Our marriage is feeling really settled in, with very little that may rock the boat unless something tragic happens in our extended family, God forbid. The water ahead isn’t placid, but we’re aren’t in stormy waters either. It feels like we’re just in a place of “keep the chains moving” or “one foot in front of the other” or “turn the crank.”
In a way, our lives are so stable. After the past decade with tons of change, it feels so bizarre to think that a season of sustainability and relative peace could be dangerous to our marriage. But I think it is. This seems like a time where it could be so easy to just do what we’ve always done. For things to get boring. For things to get not just comfortable, but so comfortable that we float and drift, without even realizing that our marriage isn’t anchored.
I worry that it would be so easy to mindlessly go through the motions for the next 4-6 years. That we get to 2030 and our marriage is stiff or slightly zombie-like, because we’ve gone half a decade getting so in the groove that we no longer have to give 100% attention to our marriage and family life.
I don’t think the way out of this is to seek crises. All the crises we’ve had have certainly made our marriage stronger, starting with my father’s passingly nearly 8 years ago. Even though that season, and other difficult seasons, have made us stronger - it came at high price: sadness, suffering, anxiety, and wounds. Looking for crises is an option, but that can’t be the best way to keep deepening and strengthening our marriage.
At the same time, I don’t think the full solution is to amp up novelty either. We could go on lots of fancy trips. We could eat out and go to the theater a lot more. We could move to a new house, just to liven things up. We could do any number of things to spice daily life up. But would that really lead to strength?
Sure, novelty is fun, and if we’re laughing and having fun it’ll make things feel good and positive. We’ll be able to keep things from getting stale. We definitely need some level of new and fresh - we’re only human.
But our time and money have constraints - it’s not unlimited. We can’t buy novelty indefinitely.
And moreover, how much can novelty strengthen our marriage? Surely, there are diminishing returns after a certain point. After a certain point, have we really deepened our connection or brought something more of ourselves to the marriage? At what point does novelty become a crutch or a stopgap?
I think there is a third way to strengthen marriages in these stable-but-could-be-dangerous years without entirely depending on crises or novelty: little sparks.
I figure, maybe I could try to just dial in extra deep for little moments of our days and weeks. You know, just throw in a little extra. Maybe when I’m making a pizza, I try some black pepper on the crust in addition to garlic salt. Maybe, it’s a little “I love you” post-it note I could hide in Robyn’s sock drawer every once in awhile. Maybe I try just a little bit harder to be extra specific when Robyn asks me, “how was your day, Honey?” It could even be just remembering to make real, genuine, loving eye contact at least once after the kids go to bed and we’re talking.
I really mean little sparks as just that: little. Nothing grand or flashy. Just little, intentional, things that lock me back to a state of attentiveness. Little sparks that say to Robyn, “I know our lives feel pretty similar every week, but I’m not daydreaming through it, I’m here with you in it.”
These little sparks are probably even me just proving to myself that I’m not mailing it in and that I’m digging deeper.

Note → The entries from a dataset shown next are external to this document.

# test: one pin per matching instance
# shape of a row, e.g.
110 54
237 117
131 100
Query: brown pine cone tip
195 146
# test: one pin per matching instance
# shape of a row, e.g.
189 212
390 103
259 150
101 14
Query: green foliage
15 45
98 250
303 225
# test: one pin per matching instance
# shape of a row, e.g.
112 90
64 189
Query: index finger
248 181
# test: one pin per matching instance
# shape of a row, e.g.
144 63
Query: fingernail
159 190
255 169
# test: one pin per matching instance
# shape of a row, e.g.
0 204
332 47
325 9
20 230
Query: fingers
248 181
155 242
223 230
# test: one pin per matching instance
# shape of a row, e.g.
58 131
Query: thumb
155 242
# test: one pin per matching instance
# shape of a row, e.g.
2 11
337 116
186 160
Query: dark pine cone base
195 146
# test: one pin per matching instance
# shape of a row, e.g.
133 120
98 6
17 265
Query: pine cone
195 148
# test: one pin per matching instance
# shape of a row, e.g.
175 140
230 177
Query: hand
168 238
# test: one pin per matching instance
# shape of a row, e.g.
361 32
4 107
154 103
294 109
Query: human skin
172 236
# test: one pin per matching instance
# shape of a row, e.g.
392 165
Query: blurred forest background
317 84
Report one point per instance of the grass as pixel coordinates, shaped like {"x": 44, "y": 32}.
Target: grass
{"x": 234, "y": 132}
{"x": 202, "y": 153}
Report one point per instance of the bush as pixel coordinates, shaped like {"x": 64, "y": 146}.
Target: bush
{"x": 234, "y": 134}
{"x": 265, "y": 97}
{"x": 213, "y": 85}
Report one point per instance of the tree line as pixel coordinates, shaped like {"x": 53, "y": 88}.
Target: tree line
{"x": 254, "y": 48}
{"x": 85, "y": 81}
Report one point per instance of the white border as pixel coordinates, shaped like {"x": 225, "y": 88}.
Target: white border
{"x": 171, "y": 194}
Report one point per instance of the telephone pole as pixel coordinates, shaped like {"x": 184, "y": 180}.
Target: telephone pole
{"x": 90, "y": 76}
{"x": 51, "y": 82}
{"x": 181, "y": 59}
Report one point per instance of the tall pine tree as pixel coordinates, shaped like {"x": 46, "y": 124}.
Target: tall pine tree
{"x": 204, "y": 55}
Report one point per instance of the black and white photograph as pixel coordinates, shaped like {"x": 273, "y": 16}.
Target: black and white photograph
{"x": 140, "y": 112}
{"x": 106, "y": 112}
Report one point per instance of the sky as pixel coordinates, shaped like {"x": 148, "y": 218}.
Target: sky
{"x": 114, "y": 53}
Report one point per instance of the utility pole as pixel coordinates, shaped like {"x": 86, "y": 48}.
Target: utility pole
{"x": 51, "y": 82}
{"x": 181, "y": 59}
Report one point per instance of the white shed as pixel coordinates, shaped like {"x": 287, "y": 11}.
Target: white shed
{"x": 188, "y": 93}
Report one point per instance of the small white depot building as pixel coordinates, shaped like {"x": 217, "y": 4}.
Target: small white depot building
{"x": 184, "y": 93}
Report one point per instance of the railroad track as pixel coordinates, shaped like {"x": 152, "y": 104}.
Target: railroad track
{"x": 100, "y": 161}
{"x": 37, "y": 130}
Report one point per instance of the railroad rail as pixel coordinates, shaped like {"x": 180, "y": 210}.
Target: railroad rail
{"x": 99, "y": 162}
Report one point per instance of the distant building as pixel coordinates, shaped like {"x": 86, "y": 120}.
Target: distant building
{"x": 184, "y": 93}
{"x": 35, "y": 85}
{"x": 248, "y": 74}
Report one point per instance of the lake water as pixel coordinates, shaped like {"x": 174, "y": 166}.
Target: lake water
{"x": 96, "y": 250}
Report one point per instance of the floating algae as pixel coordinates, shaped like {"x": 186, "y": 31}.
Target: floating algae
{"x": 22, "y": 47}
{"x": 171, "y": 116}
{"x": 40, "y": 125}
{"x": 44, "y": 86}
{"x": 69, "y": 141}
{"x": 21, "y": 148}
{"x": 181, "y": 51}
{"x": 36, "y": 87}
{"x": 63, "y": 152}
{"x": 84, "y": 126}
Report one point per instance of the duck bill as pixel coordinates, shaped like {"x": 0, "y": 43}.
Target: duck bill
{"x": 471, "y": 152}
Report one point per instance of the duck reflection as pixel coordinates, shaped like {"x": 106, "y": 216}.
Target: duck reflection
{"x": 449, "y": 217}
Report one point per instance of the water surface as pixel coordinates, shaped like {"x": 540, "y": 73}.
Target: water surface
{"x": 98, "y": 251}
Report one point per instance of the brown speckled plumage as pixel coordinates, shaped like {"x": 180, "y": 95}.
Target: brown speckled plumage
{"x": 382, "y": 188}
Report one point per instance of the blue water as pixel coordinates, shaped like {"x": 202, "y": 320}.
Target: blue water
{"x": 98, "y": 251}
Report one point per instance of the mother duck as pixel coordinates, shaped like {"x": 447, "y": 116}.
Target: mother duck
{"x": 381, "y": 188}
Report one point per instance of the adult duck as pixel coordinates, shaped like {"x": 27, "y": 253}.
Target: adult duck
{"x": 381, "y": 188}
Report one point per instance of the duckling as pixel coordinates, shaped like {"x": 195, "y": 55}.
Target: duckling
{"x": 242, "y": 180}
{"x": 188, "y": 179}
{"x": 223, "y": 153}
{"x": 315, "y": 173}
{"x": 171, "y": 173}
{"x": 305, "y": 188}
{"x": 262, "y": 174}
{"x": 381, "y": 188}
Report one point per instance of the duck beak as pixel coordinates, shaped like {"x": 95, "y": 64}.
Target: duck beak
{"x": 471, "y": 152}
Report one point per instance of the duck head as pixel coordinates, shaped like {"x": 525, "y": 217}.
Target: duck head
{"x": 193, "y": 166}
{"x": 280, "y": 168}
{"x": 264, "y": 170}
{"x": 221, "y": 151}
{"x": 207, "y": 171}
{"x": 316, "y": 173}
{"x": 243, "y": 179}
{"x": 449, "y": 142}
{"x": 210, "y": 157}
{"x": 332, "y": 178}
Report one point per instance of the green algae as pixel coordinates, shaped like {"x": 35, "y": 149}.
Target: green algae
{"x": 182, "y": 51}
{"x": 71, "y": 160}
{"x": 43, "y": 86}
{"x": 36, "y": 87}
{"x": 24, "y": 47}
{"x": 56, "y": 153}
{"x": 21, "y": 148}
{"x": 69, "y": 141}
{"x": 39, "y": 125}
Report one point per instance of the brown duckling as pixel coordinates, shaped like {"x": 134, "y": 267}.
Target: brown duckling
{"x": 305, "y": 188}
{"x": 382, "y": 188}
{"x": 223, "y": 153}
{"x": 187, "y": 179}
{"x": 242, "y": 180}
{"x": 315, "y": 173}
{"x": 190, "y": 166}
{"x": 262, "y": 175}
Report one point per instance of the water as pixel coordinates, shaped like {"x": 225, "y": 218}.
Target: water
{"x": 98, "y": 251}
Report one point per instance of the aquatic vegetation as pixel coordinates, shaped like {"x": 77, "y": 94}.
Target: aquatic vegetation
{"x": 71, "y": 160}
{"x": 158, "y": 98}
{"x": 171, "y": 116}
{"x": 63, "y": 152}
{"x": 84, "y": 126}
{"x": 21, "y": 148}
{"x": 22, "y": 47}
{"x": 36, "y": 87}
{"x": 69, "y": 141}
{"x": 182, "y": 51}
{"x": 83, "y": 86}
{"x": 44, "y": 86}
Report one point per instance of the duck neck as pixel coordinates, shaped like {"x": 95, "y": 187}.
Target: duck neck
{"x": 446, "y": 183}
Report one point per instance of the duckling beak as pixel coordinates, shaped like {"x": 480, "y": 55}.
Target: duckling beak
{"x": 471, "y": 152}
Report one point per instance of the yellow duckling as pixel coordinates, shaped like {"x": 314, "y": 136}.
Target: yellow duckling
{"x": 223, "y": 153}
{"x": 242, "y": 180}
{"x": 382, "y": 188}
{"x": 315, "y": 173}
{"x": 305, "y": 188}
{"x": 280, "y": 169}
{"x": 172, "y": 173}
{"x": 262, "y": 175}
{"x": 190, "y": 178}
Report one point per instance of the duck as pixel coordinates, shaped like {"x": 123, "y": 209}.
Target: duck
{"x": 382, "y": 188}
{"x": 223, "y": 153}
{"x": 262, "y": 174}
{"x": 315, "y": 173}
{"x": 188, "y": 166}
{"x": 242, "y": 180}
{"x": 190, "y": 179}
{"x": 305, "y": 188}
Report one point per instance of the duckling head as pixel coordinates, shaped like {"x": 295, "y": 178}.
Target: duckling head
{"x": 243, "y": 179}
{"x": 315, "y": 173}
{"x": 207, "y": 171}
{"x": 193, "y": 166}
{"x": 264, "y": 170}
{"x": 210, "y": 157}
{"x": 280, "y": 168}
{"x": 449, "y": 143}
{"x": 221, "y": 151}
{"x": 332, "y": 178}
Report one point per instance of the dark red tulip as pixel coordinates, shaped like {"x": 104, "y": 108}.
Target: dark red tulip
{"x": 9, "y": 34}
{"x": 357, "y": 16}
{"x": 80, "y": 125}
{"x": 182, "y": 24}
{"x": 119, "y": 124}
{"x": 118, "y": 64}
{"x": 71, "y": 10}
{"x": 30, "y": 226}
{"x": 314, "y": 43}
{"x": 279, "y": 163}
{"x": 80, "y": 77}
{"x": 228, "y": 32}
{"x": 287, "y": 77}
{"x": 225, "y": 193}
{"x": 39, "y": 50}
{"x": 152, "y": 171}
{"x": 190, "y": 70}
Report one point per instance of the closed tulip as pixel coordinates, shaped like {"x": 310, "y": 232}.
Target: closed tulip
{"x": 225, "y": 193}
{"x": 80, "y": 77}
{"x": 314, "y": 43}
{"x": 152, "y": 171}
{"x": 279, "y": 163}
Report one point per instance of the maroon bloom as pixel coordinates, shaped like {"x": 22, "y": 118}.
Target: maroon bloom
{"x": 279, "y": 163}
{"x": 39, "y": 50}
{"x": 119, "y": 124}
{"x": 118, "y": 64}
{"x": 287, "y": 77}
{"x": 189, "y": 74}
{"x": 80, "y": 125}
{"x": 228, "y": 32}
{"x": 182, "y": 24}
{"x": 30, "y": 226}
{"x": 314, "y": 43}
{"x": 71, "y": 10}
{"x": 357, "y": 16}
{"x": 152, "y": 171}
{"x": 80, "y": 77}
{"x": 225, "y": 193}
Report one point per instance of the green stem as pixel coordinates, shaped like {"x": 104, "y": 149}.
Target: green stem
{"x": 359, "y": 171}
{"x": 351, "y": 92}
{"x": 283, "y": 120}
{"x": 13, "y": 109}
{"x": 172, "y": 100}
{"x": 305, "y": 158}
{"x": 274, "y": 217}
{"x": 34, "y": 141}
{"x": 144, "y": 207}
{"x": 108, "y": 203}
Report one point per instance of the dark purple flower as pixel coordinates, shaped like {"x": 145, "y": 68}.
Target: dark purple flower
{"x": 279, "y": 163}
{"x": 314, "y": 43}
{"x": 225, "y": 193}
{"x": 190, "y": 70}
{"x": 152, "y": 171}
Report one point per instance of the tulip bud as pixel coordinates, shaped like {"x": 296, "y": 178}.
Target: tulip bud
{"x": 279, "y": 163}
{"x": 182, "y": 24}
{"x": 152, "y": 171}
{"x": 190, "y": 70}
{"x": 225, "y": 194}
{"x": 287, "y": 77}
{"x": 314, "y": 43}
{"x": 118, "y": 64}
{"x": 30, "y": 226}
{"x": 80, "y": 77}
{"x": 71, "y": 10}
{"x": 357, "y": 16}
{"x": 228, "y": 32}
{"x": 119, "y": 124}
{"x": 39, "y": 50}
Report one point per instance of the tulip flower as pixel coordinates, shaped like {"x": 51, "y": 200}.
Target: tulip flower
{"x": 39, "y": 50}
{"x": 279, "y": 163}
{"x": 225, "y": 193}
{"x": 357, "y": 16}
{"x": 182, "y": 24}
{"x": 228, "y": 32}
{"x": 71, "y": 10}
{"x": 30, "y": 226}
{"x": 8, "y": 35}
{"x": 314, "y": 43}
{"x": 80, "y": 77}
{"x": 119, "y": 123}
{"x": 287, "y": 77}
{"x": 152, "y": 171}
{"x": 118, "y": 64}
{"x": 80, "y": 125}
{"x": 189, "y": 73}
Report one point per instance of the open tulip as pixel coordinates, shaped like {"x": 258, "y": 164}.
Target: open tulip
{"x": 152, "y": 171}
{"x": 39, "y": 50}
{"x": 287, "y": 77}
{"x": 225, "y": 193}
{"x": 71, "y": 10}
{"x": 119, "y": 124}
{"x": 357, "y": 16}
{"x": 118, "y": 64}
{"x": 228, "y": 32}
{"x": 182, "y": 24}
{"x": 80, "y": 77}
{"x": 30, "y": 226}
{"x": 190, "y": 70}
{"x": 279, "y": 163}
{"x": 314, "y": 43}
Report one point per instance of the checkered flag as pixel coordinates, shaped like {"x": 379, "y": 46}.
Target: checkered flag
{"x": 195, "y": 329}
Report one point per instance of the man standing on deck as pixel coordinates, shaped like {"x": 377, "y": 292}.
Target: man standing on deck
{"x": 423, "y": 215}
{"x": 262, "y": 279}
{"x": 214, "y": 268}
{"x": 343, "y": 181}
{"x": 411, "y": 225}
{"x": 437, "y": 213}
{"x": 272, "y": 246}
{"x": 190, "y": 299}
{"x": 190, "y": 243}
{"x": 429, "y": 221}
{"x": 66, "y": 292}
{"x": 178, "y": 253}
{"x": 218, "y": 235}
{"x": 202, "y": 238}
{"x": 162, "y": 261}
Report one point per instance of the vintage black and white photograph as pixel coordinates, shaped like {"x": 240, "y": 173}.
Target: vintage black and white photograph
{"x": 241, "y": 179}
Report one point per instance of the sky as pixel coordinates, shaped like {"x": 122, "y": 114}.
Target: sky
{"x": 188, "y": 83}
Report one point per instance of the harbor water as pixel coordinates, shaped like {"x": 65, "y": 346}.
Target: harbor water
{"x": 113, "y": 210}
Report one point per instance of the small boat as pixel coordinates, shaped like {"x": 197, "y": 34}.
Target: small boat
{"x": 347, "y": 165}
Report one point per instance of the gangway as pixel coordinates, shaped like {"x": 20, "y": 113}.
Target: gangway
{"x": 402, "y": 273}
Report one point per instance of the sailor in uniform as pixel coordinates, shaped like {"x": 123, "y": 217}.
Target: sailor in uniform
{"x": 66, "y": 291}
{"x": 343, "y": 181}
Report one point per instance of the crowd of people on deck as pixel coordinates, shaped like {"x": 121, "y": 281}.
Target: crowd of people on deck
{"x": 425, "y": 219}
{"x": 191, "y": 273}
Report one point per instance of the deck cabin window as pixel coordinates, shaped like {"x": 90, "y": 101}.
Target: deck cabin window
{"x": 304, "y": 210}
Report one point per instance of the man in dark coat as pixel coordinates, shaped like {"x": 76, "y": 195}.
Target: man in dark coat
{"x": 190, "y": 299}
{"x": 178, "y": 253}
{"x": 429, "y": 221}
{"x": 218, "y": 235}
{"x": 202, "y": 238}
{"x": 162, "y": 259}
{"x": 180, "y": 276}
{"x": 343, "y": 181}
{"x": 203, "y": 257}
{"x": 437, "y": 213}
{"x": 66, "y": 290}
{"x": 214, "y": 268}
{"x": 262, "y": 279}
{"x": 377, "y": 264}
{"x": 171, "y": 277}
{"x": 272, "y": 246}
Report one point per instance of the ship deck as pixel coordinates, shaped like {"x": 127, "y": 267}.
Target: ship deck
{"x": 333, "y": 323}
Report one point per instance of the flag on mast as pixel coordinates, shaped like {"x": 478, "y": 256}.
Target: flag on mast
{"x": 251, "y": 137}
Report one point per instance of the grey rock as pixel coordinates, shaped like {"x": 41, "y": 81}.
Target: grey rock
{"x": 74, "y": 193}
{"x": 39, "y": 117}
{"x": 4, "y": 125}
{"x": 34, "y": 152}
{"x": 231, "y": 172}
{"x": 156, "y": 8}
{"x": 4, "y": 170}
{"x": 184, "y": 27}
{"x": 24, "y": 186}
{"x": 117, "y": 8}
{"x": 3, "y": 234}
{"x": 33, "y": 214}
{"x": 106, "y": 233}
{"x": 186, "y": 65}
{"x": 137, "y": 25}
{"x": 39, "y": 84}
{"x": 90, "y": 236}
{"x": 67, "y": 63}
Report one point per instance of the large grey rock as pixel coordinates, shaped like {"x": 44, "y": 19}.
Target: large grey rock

That I’m paying attention. That 100% of me is still here.
These years, God willing, will be stable and not riddled with crises, grief, or existential threats to our marriage. But there’s no free lunch. If we have stability, it means we have to fight against the calcification that these stable-but-could-be-dangerous years could catalyze.
These years, where our kids are little, will certainly be some of the sweetest that we will have, and they already are. But we can’t let our marriage atrophy through it. That’s not a price I’m willing to pay. I want to make these little sparks so that once these years are over, we’re not going through the motions of our marriage for the rest of our days, relegated to reminiscing about the good ol’ days where our kids were little.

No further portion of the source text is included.